The US Dollar (USD) gained traction during the American session, with the Dollar Index (DXY) trading at 102.45 after an initial dip to 102.20. That trend was primarily driven by favorable ADP Employment Change for December and Initial Jobless Claims figures, which added traction to the Greenback's daily movements.
With the Fed's recent judgment over the easing of inflation, there's a perception of a dovish stance as officials anticipated no rate hikes in 2024 with a possible easing of 75 bps. Current market bets suggest that investors are seeing higher odds of cuts in March and May, but those bets eased somewhat in the last sessions, which gave the US Dollar traction. Upcoming December labor market reports could shift expectations.
The indicators on the daily chart reflect that DXY bulls are gaining ground. The positive slope and positive territory positioning of the Relative Strength Index (RSI) suggest that buying momentum is prevailing. Further backing this is the Moving Average Convergence Divergence (MACD) showing green bars on the rise, which further underscores the growing strength in the buyers' camp.
In contrast, the index's positioning with regard to the Simple Moving Averages (SMAs) offers a mixed outlook. The index stays above the 20-day SMA, highlighting the short-term buying momentum, but it is still below both the 100 and 200-day SMAs. This indicates that bears are trying to maintain a foothold in larger time frames. Still, their hold appears to be weakening, especially in the short term.
Therefore, while the long-term trend might favor bears, the short-term analysis indicates stronger upside momentum steered by the bullish camp — with both the RSI and MACD affirming this assertion.
Support levels: 102.20 (20-day SMA),102.00, 101.50.
Resistance levels: 102.70, 102.90, 103.00.
The US Dollar (USD) is the official currency of the United States of America, and the ‘de facto’ currency of a significant number of other countries where it is found in circulation alongside local notes. It is the most heavily traded currency in the world, accounting for over 88% of all global foreign exchange turnover, or an average of $6.6 trillion in transactions per day, according to data from 2022.
Following the second world war, the USD took over from the British Pound as the world’s reserve currency. For most of its history, the US Dollar was backed by Gold, until the Bretton Woods Agreement in 1971 when the Gold Standard went away.
The most important single factor impacting on the value of the US Dollar is monetary policy, which is shaped by the Federal Reserve (Fed).
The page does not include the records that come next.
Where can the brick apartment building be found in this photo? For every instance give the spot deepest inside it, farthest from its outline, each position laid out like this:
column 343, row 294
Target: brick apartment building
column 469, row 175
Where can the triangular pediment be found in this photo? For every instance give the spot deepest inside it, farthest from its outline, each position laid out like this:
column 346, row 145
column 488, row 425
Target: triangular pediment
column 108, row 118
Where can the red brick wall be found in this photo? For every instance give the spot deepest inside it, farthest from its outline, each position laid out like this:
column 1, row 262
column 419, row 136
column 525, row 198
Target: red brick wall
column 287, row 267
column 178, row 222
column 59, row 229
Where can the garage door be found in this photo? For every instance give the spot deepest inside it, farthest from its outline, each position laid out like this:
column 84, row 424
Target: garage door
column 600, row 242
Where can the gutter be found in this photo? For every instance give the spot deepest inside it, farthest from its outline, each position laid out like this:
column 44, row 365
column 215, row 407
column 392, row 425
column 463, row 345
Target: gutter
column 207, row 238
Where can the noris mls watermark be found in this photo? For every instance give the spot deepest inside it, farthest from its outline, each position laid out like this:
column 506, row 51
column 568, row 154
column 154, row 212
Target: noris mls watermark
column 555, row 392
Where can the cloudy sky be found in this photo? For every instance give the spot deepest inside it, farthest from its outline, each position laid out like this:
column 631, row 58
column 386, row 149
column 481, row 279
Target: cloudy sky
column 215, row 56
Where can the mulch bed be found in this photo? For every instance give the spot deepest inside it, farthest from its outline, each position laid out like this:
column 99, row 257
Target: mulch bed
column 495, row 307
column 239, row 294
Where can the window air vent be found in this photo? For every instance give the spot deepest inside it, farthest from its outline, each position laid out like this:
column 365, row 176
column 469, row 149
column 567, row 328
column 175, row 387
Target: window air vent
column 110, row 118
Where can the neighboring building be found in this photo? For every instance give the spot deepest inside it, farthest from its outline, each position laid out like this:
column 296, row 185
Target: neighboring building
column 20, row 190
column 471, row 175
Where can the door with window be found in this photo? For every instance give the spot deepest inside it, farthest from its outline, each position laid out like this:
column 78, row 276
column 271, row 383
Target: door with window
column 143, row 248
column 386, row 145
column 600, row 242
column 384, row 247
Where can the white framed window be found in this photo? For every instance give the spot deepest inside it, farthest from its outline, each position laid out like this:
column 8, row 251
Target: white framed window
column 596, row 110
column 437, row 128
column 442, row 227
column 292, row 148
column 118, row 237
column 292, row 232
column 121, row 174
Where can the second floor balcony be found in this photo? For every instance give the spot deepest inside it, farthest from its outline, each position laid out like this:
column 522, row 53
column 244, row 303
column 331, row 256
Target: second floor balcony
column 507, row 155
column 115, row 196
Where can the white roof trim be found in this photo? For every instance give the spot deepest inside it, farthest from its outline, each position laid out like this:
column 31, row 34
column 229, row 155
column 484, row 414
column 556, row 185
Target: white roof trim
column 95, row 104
The Fed has two mandates: to achieve price stability (control inflation) and foster full employment. Its primary tool to achieve these two goals is by adjusting interest rates.
When prices are rising too quickly and inflation is above the Fed’s 2% target, the Fed will raise rates, which helps the USD value. When inflation falls below 2% or the Unemployment Rate is too high, the Fed may lower interest rates, which weighs on the Greenback.
In extreme situations, the Federal Reserve can also print more Dollars and enact quantitative easing (QE). QE is the process by which the Fed substantially increases the flow of credit in a stuck financial system.
It is a non-standard policy measure used when credit has dried up because banks will not lend to each other (out of the fear of counterparty default). It is a last resort when simply lowering interest rates is unlikely to achieve the necessary result. It was the Fed’s weapon of choice to combat the credit crunch that occurred during the Great Financial Crisis in 2008. It involves the Fed printing more Dollars and using them to buy US government bonds predominantly from financial institutions. QE usually leads to a weaker US Dollar.
Quantitative tightening (QT) is the reverse process whereby the Federal Reserve stops buying bonds from financial institutions and does not reinvest the principal from the bonds it holds maturing in new purchases. It is usually positive for the US Dollar.